The reactions registered with Enzyme Commission no. 1.11.1.8 are:
1. Conversion of iodide to diiodine, 2 I^{−} + H_{2}O_{2} + 2 H^{+} = I_{2} + 2 H_{2}O
2. Generation of 3-iodo-tyrosine, [thyroglobulin]-L-tyrosine + I^{−} + H_{2}O_{2} + H^{+} = [thyroglobulin]-3-iodo-L-tyrosine + 2 H_{2}O
3. Generation of 3,5-iodo-tyrosine, [thyroglobulin]-3-iodo-L-tyrosine + I^{−} + H_{2}O_{2} + H^{+} = [thyroglobulin]-3,5-diiodo-L-tyrosine + 2 H_{2}O
4. Coupling to produce T_{4}, 2 [thyroglobulin]-3,5-diiodo-L-tyrosine + H_{2}O_{2} = [thyroglobulin]-L-thyroxine + [thyroglobulin]-dehydroalanine + 2 H_{2}O
5. Coupling to produce T_{3}, [thyroglobulin]-3-iodo-L-tyrosine + [thyroglobulin]-3,5-diiodo-L-tyrosine + H_{2}O_{2} = [thyroglobulin]-3,3',5-triiodo-L-thyronine + [thyroglobulin]-dehydroalanine + 2 H_{2}O

However, in light of the non-specific organification by TPO, it would be useful to distinguish which actions are the "true" functions of TPO. Under the model of Kessler et al. (2008), the real functions of TPO are:
- Conversion of iodide to diiodine, as in reaction (1) above. The I_{2} produced would go on to react with OH^{−} to form HOI, which reacts with the tyrosyl residue on proteins such as thyroglobulin, explaining the reactions (2) and (3) above.
- Generation of free radicals from tyrosyl, 3-iodotyrosyl (MIT), and 3,5-diiodotyrosyl (DIT) residues or their free forms. These free radicals couple with iodized proteins (such as [thyroglobulin]-3,5-diiodo-L-tyrosine) to perform reactions (4) and (5).

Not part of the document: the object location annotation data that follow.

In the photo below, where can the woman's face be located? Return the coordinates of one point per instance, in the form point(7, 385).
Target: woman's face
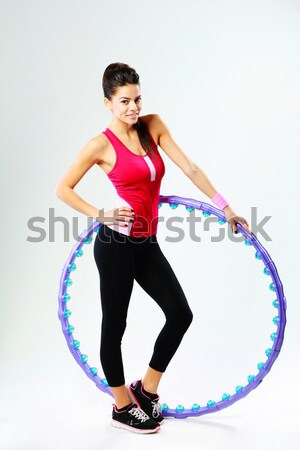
point(126, 104)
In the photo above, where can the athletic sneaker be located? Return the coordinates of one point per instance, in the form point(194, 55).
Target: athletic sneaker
point(146, 401)
point(133, 418)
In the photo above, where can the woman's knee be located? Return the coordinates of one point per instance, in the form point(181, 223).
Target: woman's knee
point(182, 319)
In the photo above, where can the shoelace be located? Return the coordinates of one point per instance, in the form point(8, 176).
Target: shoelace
point(156, 408)
point(139, 414)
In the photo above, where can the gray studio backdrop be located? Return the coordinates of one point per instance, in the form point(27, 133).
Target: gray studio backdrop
point(224, 76)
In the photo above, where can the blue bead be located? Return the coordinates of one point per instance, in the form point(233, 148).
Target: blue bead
point(273, 336)
point(70, 329)
point(84, 358)
point(72, 267)
point(272, 287)
point(195, 407)
point(76, 344)
point(66, 297)
point(67, 313)
point(276, 320)
point(275, 303)
point(79, 252)
point(179, 408)
point(211, 403)
point(94, 371)
point(268, 351)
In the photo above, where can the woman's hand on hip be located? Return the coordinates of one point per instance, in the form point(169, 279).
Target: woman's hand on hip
point(119, 216)
point(232, 218)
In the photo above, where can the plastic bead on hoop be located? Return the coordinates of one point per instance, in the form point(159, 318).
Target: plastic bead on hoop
point(253, 380)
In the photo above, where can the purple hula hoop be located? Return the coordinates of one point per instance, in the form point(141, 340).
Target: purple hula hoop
point(180, 412)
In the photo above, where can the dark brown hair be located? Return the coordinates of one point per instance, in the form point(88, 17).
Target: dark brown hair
point(115, 76)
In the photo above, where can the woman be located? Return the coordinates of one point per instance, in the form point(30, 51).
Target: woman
point(126, 248)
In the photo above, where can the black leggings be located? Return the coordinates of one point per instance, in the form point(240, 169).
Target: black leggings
point(120, 259)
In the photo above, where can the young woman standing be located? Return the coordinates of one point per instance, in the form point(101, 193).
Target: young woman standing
point(126, 246)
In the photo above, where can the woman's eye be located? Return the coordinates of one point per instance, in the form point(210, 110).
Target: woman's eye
point(124, 101)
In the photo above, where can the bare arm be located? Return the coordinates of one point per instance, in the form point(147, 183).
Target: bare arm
point(186, 164)
point(88, 156)
point(192, 170)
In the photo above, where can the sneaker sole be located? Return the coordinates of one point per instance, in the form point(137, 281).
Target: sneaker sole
point(134, 399)
point(117, 424)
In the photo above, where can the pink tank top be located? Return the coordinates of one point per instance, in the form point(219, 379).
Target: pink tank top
point(137, 181)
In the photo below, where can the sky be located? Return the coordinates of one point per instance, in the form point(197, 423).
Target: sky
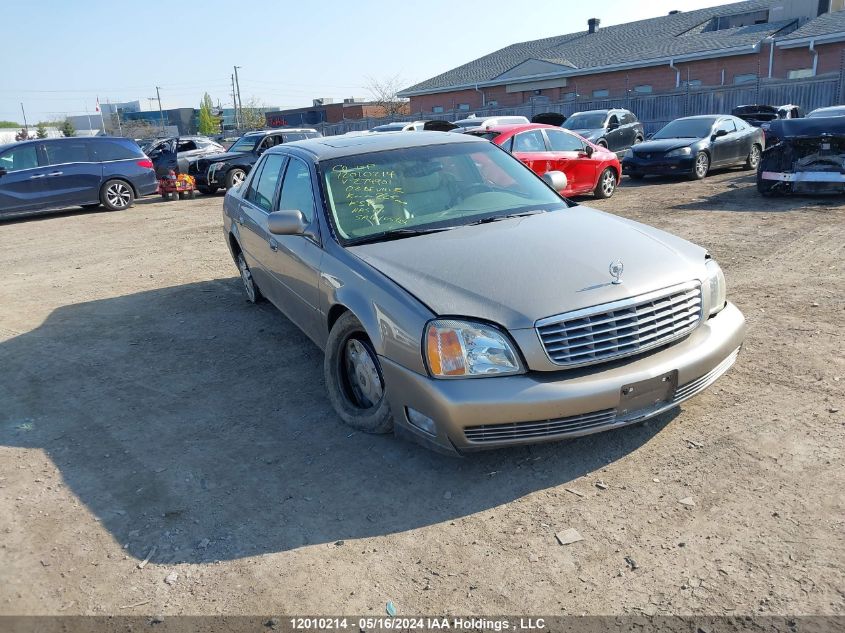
point(73, 51)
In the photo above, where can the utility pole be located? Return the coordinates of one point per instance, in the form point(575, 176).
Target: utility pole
point(235, 103)
point(238, 88)
point(25, 126)
point(160, 111)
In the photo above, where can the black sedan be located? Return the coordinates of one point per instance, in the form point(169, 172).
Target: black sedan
point(691, 146)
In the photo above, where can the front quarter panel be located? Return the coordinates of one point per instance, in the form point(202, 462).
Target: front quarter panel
point(392, 317)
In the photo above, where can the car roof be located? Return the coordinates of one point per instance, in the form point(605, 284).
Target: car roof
point(328, 147)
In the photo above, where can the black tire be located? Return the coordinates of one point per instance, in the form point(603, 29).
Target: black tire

Both actions are mediated by the oxidized form of TPO, TPO-O, produced by reaction of TPO with hydrogen peroxide.

=== Side reactions ===
T_{3} is produced when a MIT free radical couples to a DIT residue on a protein. Coupling of DIT to MIT in the opposite order yields a substance, r-T_{3}, which is biologically inactive. T_{2} and T_{1} are also known to occur naturally.

==Stimulation and inhibition==

TPO is stimulated by TSH, which upregulates gene expression.

TPO is inhibited by the thioamide drugs, such as propylthiouracil and methimazole. In laboratory rats with insufficient iodine intake, genistein has demonstrated inhibition of TPO.

==Clinical significance==
Thyroid peroxidase is a frequent epitope of autoantibodies in autoimmune thyroid disease, with such antibodies being called anti-thyroid peroxidase antibodies (anti-TPO antibodies). This is most commonly associated with Hashimoto's thyroiditis. Thus, an antibody titer can be used to assess disease activity in patients that have developed such antibodies.

== Diagnostic use ==

In diagnostic immunohistochemistry, the expression of thyroid peroxidase (TPO) is lost in papillary thyroid carcinoma.

== Biotechnology ==
TPO's ability to non-selectively couple tyrosine residues together has been used to modify protein tags.